【Fare&Qe】2.自己開示の魔法

世の中、面倒くさいなぁと思うことって多い。地域のゴミ捨て当番もその一つ。こちらの地域では、資源ゴミの日に当番が当たると、ゴミ捨て場に立っていなければならない。30分だけとはいえ、いや、30分だけだからか、面倒くさいなぁと思う。たぶん、みんなが面倒くさいなぁと思っているはず。

先日の資源ゴミの日は私が当番に当たっていた。朝食を食べ終えて、時間ぎりぎりにゴミ捨て場へ行くと、もう一人の当番の方がすでに来ていた。挨拶を交わしたあと、ゴミを持ってくる人たちのゴミ仕分けの手伝いにもならない手伝いをしながら当番としての務めに勤しむ。ゴミ捨てに来る人たちの波も落ち着くと、特にすることもないので、お互いに所在なげに並んで立っている。それでも、こういう場面で、となりに人がいて、そしてそれが知らない人であった場合、無言でいるのはかなり気まずいものである。そういうわけでとりとめのない話に興じることにした。話題はこれといって特別なことではなく、「今日は暖かいですねぇ」とか「今日の資源ゴミは多いですねぇ」とか、「ゴミの仕分けもなかなか難しいですよねぇ」とか当たり障りのないこと。でも、こういう会話って続かなくてすぐに途切れてしまう。そんなときは、「沖縄出身」ということを最大限に生かして話題を提供することにしている。そうすると、たいていの人は興味を持ってくれるので話が弾むのである。おそらく他府県出身といっても興味を持ってくれるだろうけど、「沖縄」はやはり特別なんじゃないかなと思う。沖縄は、政治的にも社会的にも何かと問題や話題になりやすいのは否めないけれど、一方で文化的、地域的独自性はどの地域よりも高いと思う。おかげで「沖縄」を話題にしておしゃべりに興じ、この面倒くさい時間を楽しく過ごすことができたのである。

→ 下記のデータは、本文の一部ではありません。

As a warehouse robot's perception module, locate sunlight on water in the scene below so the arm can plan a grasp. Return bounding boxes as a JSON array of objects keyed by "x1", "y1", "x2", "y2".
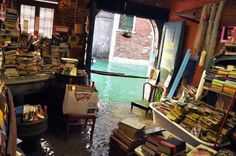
[{"x1": 92, "y1": 60, "x2": 147, "y2": 102}]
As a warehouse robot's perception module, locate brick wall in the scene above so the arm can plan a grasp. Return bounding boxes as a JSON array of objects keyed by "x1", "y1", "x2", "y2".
[
  {"x1": 54, "y1": 0, "x2": 89, "y2": 30},
  {"x1": 113, "y1": 18, "x2": 152, "y2": 60}
]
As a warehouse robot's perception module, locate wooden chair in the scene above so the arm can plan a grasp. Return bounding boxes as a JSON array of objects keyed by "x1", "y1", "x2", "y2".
[
  {"x1": 131, "y1": 82, "x2": 164, "y2": 116},
  {"x1": 65, "y1": 82, "x2": 98, "y2": 140},
  {"x1": 66, "y1": 114, "x2": 96, "y2": 140}
]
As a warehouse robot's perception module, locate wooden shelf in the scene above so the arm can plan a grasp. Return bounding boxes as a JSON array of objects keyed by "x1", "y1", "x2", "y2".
[{"x1": 203, "y1": 86, "x2": 234, "y2": 97}]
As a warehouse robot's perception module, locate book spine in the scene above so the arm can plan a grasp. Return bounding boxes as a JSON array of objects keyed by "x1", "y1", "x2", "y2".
[
  {"x1": 141, "y1": 145, "x2": 156, "y2": 156},
  {"x1": 113, "y1": 129, "x2": 132, "y2": 147},
  {"x1": 146, "y1": 137, "x2": 173, "y2": 154}
]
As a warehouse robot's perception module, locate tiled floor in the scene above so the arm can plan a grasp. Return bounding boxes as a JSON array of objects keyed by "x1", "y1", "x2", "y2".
[{"x1": 19, "y1": 103, "x2": 155, "y2": 156}]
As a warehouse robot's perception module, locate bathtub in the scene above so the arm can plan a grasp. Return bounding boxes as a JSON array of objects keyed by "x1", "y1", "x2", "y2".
[{"x1": 150, "y1": 103, "x2": 230, "y2": 147}]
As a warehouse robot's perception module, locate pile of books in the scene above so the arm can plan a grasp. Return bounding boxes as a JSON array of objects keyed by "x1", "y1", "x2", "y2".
[
  {"x1": 4, "y1": 8, "x2": 20, "y2": 36},
  {"x1": 223, "y1": 69, "x2": 236, "y2": 95},
  {"x1": 0, "y1": 48, "x2": 3, "y2": 69},
  {"x1": 154, "y1": 101, "x2": 236, "y2": 144},
  {"x1": 51, "y1": 45, "x2": 61, "y2": 72},
  {"x1": 15, "y1": 104, "x2": 46, "y2": 122},
  {"x1": 204, "y1": 65, "x2": 236, "y2": 95},
  {"x1": 0, "y1": 30, "x2": 11, "y2": 48},
  {"x1": 0, "y1": 1, "x2": 6, "y2": 23},
  {"x1": 58, "y1": 42, "x2": 70, "y2": 57},
  {"x1": 187, "y1": 144, "x2": 217, "y2": 156},
  {"x1": 17, "y1": 51, "x2": 40, "y2": 75},
  {"x1": 141, "y1": 135, "x2": 186, "y2": 156},
  {"x1": 3, "y1": 50, "x2": 19, "y2": 77},
  {"x1": 40, "y1": 38, "x2": 51, "y2": 57},
  {"x1": 110, "y1": 118, "x2": 145, "y2": 151}
]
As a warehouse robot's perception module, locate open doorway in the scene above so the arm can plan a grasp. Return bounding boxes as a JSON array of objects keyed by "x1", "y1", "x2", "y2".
[{"x1": 92, "y1": 11, "x2": 159, "y2": 102}]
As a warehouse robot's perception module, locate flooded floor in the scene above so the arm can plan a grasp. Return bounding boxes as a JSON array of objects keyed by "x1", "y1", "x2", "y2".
[
  {"x1": 20, "y1": 60, "x2": 155, "y2": 156},
  {"x1": 22, "y1": 100, "x2": 155, "y2": 156}
]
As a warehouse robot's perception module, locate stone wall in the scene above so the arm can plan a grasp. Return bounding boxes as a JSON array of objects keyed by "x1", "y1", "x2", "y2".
[{"x1": 113, "y1": 18, "x2": 152, "y2": 60}]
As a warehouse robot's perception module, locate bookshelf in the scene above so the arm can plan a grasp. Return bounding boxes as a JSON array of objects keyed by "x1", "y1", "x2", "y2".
[
  {"x1": 0, "y1": 81, "x2": 17, "y2": 156},
  {"x1": 203, "y1": 86, "x2": 233, "y2": 97}
]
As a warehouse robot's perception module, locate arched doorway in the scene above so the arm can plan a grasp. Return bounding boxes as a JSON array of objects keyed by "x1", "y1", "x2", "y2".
[{"x1": 92, "y1": 11, "x2": 159, "y2": 69}]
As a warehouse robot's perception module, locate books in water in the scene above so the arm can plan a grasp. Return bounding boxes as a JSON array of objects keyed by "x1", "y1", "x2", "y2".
[
  {"x1": 187, "y1": 144, "x2": 217, "y2": 156},
  {"x1": 118, "y1": 118, "x2": 145, "y2": 140},
  {"x1": 112, "y1": 129, "x2": 143, "y2": 149},
  {"x1": 145, "y1": 135, "x2": 186, "y2": 155},
  {"x1": 118, "y1": 118, "x2": 145, "y2": 131}
]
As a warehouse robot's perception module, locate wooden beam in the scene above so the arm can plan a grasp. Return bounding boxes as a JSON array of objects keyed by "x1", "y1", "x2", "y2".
[
  {"x1": 96, "y1": 0, "x2": 169, "y2": 22},
  {"x1": 177, "y1": 7, "x2": 202, "y2": 23}
]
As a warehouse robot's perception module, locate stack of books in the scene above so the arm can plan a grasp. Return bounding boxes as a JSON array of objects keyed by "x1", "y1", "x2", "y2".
[
  {"x1": 17, "y1": 51, "x2": 40, "y2": 75},
  {"x1": 51, "y1": 45, "x2": 60, "y2": 72},
  {"x1": 223, "y1": 68, "x2": 236, "y2": 95},
  {"x1": 40, "y1": 62, "x2": 52, "y2": 74},
  {"x1": 0, "y1": 2, "x2": 6, "y2": 22},
  {"x1": 3, "y1": 50, "x2": 19, "y2": 77},
  {"x1": 4, "y1": 8, "x2": 20, "y2": 36},
  {"x1": 58, "y1": 42, "x2": 70, "y2": 57},
  {"x1": 0, "y1": 48, "x2": 3, "y2": 69},
  {"x1": 187, "y1": 144, "x2": 217, "y2": 156},
  {"x1": 0, "y1": 30, "x2": 11, "y2": 48},
  {"x1": 40, "y1": 38, "x2": 51, "y2": 57},
  {"x1": 110, "y1": 118, "x2": 145, "y2": 151},
  {"x1": 141, "y1": 135, "x2": 186, "y2": 156},
  {"x1": 211, "y1": 79, "x2": 225, "y2": 91}
]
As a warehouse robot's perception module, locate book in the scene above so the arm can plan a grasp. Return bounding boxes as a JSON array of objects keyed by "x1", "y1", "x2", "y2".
[
  {"x1": 166, "y1": 137, "x2": 186, "y2": 153},
  {"x1": 112, "y1": 129, "x2": 143, "y2": 149},
  {"x1": 118, "y1": 118, "x2": 145, "y2": 130},
  {"x1": 145, "y1": 127, "x2": 164, "y2": 135},
  {"x1": 110, "y1": 135, "x2": 130, "y2": 151},
  {"x1": 146, "y1": 136, "x2": 174, "y2": 154},
  {"x1": 187, "y1": 144, "x2": 217, "y2": 156},
  {"x1": 141, "y1": 145, "x2": 158, "y2": 156}
]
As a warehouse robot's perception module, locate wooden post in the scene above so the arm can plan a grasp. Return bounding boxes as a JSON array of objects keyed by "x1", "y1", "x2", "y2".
[
  {"x1": 205, "y1": 0, "x2": 226, "y2": 67},
  {"x1": 86, "y1": 0, "x2": 97, "y2": 80}
]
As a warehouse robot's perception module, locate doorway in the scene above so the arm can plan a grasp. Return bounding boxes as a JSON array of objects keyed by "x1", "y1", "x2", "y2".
[{"x1": 92, "y1": 11, "x2": 159, "y2": 102}]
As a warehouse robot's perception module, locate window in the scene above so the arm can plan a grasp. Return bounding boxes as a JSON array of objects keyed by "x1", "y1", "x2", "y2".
[
  {"x1": 118, "y1": 15, "x2": 135, "y2": 32},
  {"x1": 20, "y1": 5, "x2": 35, "y2": 33},
  {"x1": 39, "y1": 8, "x2": 54, "y2": 38},
  {"x1": 20, "y1": 4, "x2": 54, "y2": 38}
]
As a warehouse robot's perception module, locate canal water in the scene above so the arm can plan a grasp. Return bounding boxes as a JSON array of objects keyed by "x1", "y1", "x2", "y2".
[
  {"x1": 22, "y1": 60, "x2": 155, "y2": 156},
  {"x1": 91, "y1": 60, "x2": 147, "y2": 103}
]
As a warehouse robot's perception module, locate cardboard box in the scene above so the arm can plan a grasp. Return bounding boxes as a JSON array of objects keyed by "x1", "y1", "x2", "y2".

ところで、出身を明かすということは、この時代にあってはわりとナーバスなことだと思う。私もためらいがないわけではけれど、ゴミ捨て当番で一緒になった人にこの程度の個人情報が悪用されるなんてことはそうそう起こらないはずだ。そういうわけで、出身を話題にすると、さらに話題はおのずとプライベートなことになる。それはちょっとした自己開示でもある。よくは知らない人に対して自己開示するのは様々なリスクもあるが、ここはあくまでもゴミ捨て当番という場面での話。むしろ、ここではこの自己開示がプラスに作用し、おしゃべりが弾んだ。気がつくと当番時間の30分を10分も超えてゴミ捨て場でおしゃべりをしていた。そしてそのときにはもう、面倒くささでいっぱいだった気持ちは消えていて、なんだか楽しい気分になっていたのである。

さて、当番を終えて、仕事へ行く支度をしていた。しかしだ、当番には最後のミッションが残されている。ゴミ捨て場の簡単な清掃と施錠をしなければならないのだ(この日は私が鍵の施錠当番であった)。もちろん、ゴミ捨て場の施錠はゴミが持ち去られたあとになる。出勤前までに持ち去られている確率はきわめて低いので、これは夜帰ってきてから清掃と施錠だな、面倒だが…。と思いながら化粧をしていると、家のチャイムがなった。見ると、先ほど当番で一緒だった方である。さっきのおしゃべりでこのあと出勤だと言ったのを気にかけて、施錠は自分がしておくから気にせず仕事に行ってという申し出をしに来てくれたのである。なんとありがたい!その言葉に甘えて、施錠をお願いし、私は心置きなく仕事に出かけることができた。朝起きたときにこんな展開が予想できたか?他人との良好な関係を築かせ、私自身の気分をも変え、思いがけず相手の好意に触れることができたのは、「自己開示の魔法」のなせる技である。